# Any NJ / NY / PA guys want to hit the lounge Saturday?



## Scott W. (Jul 10, 2008)

Fellas,

This Saturday I think the kids will still be away so I'll be at the lounge and would love a chance to meet some of the local BOTL's. Anyway we can make this happen?


----------



## ckay (May 10, 2010)

Where are you going to be Scott? I might be able to swing through for a stick.


----------



## guitar7272 (Sep 24, 2008)

Sorry I missed ya last weekend, what time were you heading down there?


----------



## guitar7272 (Sep 24, 2008)

Reply posted to wrong thread - oops!


----------



## Scott W. (Jul 10, 2008)

I'd like to get there early afternoon.
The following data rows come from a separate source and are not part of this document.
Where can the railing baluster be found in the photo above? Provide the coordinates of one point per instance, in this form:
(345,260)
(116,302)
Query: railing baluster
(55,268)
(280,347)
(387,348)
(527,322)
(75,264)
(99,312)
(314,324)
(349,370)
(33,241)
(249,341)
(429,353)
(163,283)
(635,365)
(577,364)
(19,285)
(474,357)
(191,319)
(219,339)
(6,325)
If the weather is decent and I am in fact kid free, I'll do the lawn in the morning, walk the dog and do a few things around the house then head over. But honestly, to meet some members here, I will make it any time so give me some ideas as far as your schedules.

11 Boulder Hills Blvd Wantage NJ 07461
(aprox 2 miles north of Hamburg on Rt 23 on left hand side
or navigational use 190 Rt 23 Wantage to reach the Town Center


----------



## ckay (May 10, 2010)

Oof, I saw your post on another site and thought N. Jersey was more like Bergen.


----------



## smelvis (Sep 7, 2009)

Well since I was voted and honorary New Jersey Resident, I would like to go, I will however need a ride, I recommend Isaac he can get us there on time I am soooo sure about this!


----------



## DeeSkank (May 26, 2010)

Good idea! If only I lived in the north. I would love to meet up with some BOTL's, we might have to do the same thing in the Atl. :biggrin:


----------



## angryeaglesfan (Jun 27, 2010)

Scott....unfortunately I'm not free this Saturday, or I would gladly take a road trip south to meet up with some friendly BOTL's. If another kid-free day comes up in the future, let me know!


----------